4. Il résulte de l'instruction que la société avait contracté le 17 octobre 2008 un prêt de 15 millions d'euros auprès de sa société mère avec pour terme une échéance au 30 avril 2014 et un taux d'intérêts basé sur le taux moyen annuel euribor 12 mois augmenté de 2 points. Un premier avenant a modifié la date d'échéance du prêt en le portant au 31 juillet 2020 et un deuxième avenant a ramené l'échéance au 30 avril 2020 et a modifié les conditions relatives au taux d'intérêts à un taux fixe annuel de 7 % applicable à compter du 1er janvier 2012. Il est constant que ce dernier avenant a eu pour effet d'augmenter le taux d'intérêt qui aurait été de 3,497 % dans les conditions initiales du prêt, d'ailleurs proche du taux de référence de 3,39 %. En défense, l'administration fiscale considère que le taux accordé par la société prêteuse a été porté arbitrairement à ce niveau de 7 %, cet avenant ne prévoyant par exemple pas d'allongement de la durée du prêt ou d'augmentation de son montant. Or, la société requérante n'apporte aucune justification de nature à expliquer le choix d'aggraver le taux d'emprunt qui serait justifié dans le cadre d'un taux de pleine concurrence. Par suite, c'est à bon droit que l'administration a procédé au rehaussement en application du a) du I de l'article 212 du code général des impôts.
En ce qui concerne le b) du I de l'article 212 du code général des impôts :
5. Le dispositif d'exclusion de la déduction des intérêts prévu au b) du I de l'article 212 du code général des impôts ne trouve pas à s'appliquer lorsque la société créancière est assujettie à l'impôt à raison des intérêts qu'elle perçoit pour un montant au moins égal au quart de l'impôt sur les bénéfices de droit commun, quand bien même elle ne se trouverait pas effectivement imposée parce qu'elle se trouve en situation déficitaire.
6. Il résulte de l'instruction que l'administration a refusé à la société Hermitage la déduction de l'intégralité des intérêts versés à sa mère luxembourgeoise, au motif qu'il n'était pas justifié que cette dernière société aurait été assujettie à raison de ces intérêts, ainsi que le prévoient les dispositions précitées du b) du I de l'article 212 du code général des impôts, à un impôt sur le revenu ou sur les bénéfices dont le montant est au moins égal au quart de l'impôt sur les bénéfices déterminé dans les conditions de droit commun.
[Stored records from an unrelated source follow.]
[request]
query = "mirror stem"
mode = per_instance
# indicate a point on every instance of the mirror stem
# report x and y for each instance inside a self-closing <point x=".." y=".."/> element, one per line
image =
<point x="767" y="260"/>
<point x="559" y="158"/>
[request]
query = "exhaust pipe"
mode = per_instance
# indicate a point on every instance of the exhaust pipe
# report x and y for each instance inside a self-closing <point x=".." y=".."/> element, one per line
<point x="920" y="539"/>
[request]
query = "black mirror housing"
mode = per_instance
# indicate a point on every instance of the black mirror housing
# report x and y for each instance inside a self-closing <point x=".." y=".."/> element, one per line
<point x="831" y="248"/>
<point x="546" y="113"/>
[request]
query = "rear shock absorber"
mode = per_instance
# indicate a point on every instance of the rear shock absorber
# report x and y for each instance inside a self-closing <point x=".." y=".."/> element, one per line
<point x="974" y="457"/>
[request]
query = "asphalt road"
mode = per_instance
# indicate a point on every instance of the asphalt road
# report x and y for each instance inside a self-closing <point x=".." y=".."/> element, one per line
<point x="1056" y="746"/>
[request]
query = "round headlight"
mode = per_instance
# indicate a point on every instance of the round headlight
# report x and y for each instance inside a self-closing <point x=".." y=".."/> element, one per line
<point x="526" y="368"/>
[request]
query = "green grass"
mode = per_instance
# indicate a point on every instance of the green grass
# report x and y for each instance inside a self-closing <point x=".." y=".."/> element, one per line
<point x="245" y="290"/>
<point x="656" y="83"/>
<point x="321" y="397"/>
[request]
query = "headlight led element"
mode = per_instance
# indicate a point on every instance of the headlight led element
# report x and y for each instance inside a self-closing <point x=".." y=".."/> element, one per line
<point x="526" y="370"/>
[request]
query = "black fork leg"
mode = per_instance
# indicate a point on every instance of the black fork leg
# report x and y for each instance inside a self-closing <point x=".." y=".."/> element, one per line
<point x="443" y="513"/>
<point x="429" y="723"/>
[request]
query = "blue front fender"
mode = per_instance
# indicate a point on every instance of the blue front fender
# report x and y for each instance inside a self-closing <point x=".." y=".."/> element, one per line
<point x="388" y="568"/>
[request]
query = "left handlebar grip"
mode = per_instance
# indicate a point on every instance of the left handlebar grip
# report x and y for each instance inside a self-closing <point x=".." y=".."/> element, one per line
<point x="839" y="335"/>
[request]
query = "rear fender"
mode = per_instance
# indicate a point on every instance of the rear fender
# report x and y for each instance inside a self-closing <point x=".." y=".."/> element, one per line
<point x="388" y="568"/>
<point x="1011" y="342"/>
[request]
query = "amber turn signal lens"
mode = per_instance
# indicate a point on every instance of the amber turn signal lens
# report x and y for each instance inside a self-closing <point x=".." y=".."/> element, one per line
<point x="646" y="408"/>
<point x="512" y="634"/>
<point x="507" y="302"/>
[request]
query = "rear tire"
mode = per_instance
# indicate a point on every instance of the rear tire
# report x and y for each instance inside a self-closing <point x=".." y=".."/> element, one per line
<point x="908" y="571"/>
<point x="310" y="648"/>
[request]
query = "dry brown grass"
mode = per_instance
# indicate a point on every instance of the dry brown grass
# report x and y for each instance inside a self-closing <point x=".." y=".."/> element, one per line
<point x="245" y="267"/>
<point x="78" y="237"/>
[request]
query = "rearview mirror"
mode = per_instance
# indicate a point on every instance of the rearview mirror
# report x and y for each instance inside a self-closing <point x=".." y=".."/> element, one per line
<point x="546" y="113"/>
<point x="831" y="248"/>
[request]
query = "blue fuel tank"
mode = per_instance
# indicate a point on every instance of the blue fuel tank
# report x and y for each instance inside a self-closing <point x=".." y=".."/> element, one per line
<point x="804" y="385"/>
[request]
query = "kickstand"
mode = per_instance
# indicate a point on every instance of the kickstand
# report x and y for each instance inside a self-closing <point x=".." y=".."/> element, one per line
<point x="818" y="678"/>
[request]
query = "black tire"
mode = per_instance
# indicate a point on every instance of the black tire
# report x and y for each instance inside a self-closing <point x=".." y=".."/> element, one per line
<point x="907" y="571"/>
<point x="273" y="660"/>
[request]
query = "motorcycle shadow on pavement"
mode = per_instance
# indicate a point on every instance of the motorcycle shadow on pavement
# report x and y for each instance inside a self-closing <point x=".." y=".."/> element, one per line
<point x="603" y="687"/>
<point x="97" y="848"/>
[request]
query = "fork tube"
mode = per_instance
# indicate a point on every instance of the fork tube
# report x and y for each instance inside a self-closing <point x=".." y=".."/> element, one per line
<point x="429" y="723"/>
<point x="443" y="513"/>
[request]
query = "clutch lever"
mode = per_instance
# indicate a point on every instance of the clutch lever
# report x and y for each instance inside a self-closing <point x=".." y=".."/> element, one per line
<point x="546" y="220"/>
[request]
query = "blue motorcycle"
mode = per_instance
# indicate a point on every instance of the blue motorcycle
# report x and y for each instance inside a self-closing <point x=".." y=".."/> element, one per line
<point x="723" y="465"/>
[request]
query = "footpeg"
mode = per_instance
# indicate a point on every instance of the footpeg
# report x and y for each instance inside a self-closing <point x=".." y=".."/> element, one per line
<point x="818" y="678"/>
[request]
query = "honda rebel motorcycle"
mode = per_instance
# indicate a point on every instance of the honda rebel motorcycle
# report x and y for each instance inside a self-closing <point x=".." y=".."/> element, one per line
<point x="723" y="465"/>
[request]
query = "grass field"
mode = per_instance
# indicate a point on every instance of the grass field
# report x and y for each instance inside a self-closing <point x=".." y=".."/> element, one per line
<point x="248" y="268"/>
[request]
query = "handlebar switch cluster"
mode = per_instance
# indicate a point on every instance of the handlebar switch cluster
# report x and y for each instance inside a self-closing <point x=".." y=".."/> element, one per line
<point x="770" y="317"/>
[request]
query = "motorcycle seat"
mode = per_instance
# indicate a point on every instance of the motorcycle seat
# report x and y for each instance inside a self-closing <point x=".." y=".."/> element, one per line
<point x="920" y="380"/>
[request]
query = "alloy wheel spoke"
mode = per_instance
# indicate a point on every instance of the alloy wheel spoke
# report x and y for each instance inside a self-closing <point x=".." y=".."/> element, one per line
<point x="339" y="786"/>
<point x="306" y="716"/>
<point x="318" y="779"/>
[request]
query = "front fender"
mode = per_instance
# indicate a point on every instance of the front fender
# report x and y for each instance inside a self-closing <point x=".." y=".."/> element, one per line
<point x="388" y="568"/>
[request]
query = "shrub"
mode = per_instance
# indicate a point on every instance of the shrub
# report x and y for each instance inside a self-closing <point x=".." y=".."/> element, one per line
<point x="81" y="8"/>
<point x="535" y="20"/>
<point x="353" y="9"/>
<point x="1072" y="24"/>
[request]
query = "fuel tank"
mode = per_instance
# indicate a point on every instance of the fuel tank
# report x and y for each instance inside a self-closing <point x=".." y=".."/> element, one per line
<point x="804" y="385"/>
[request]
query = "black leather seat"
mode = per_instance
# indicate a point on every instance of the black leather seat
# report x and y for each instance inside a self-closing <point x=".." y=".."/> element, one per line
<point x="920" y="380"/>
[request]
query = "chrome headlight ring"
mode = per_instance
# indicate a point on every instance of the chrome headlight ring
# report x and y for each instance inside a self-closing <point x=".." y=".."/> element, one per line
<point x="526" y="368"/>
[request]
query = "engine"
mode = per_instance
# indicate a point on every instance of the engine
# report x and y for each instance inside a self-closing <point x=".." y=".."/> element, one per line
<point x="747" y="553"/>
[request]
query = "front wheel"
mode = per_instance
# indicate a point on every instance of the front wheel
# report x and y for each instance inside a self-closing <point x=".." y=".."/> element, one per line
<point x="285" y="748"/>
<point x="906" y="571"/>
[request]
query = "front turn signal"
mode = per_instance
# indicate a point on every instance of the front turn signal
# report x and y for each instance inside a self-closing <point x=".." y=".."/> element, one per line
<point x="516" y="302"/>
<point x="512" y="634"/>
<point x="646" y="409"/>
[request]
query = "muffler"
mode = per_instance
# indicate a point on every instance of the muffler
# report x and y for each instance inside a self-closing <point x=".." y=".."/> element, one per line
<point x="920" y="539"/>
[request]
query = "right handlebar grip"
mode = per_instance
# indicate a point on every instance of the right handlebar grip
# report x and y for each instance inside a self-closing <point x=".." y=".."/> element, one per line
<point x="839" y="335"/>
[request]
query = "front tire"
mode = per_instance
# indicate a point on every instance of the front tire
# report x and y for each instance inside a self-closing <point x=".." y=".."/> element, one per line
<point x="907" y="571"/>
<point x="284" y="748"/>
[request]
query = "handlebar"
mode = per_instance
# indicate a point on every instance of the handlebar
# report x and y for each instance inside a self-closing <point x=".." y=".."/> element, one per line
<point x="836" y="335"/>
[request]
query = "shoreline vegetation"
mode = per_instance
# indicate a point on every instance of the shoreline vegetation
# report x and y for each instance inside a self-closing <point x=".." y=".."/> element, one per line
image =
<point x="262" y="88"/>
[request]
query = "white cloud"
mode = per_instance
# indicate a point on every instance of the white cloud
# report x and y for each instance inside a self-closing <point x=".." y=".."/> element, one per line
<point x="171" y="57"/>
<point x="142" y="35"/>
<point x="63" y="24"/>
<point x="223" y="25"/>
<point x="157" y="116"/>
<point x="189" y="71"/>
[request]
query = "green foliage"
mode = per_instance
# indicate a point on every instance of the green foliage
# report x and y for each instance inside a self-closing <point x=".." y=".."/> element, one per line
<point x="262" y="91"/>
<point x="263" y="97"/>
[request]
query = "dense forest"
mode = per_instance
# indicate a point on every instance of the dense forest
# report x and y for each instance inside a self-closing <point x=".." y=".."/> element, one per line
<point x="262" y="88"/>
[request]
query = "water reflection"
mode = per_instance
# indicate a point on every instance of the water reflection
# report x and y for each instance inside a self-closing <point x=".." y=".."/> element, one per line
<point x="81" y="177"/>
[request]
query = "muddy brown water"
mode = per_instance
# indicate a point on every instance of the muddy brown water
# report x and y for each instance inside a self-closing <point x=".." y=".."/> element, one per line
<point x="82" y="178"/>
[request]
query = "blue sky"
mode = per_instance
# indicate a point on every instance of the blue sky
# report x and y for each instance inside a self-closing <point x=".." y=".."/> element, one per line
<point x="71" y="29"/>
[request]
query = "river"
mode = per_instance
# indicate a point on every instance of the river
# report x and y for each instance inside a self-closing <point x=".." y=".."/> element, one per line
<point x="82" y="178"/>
7. La société Hermitage soutient que le taux de l'impôt sur le revenu des collectivités au Luxembourg, qui est assimilable à l'impôt sur les sociétés français, s'élevait en 2013 et 2014 à 20 % lorsque le revenu imposable était inférieur à 15 000 euros et à 21 % lorsque le revenu imposable est supérieur 15 000 euros. Elle a produit une attestation de résidence fiscale par laquelle l'administration fiscale luxembourgeoise certifie que Hermitage International SA " est résidente au Grand-Duché de Luxembourg au sens de l'article 2 de la convention entre le Luxembourg et la France et qu'elle est assujettie, sans possibilité d'option et sans en être exonérée à l'impôt sur le revenu des collectivités " ainsi qu'une attestation de son commissaire aux comptes qui rappelle le taux applicable et précise qu'aucune exonération fiscale ni abattement n'a été appliqué. La société requérante a également versé aux débats les déclarations fiscales de la société prêteuse qui font apparaître, d'une part que les intérêts perçus de la société Hermitage ont contribué à la formation du résultat comptable et, d'autre part, que si l'imposition finale de la société Hermitage International SA est inexistante, cela tient à ce que cette société est elle-même déficitaire. La société requérante produit enfin les dispositions fiscales du Luxembourg qui incluent les intérêts des créances dans le calcul des revenus.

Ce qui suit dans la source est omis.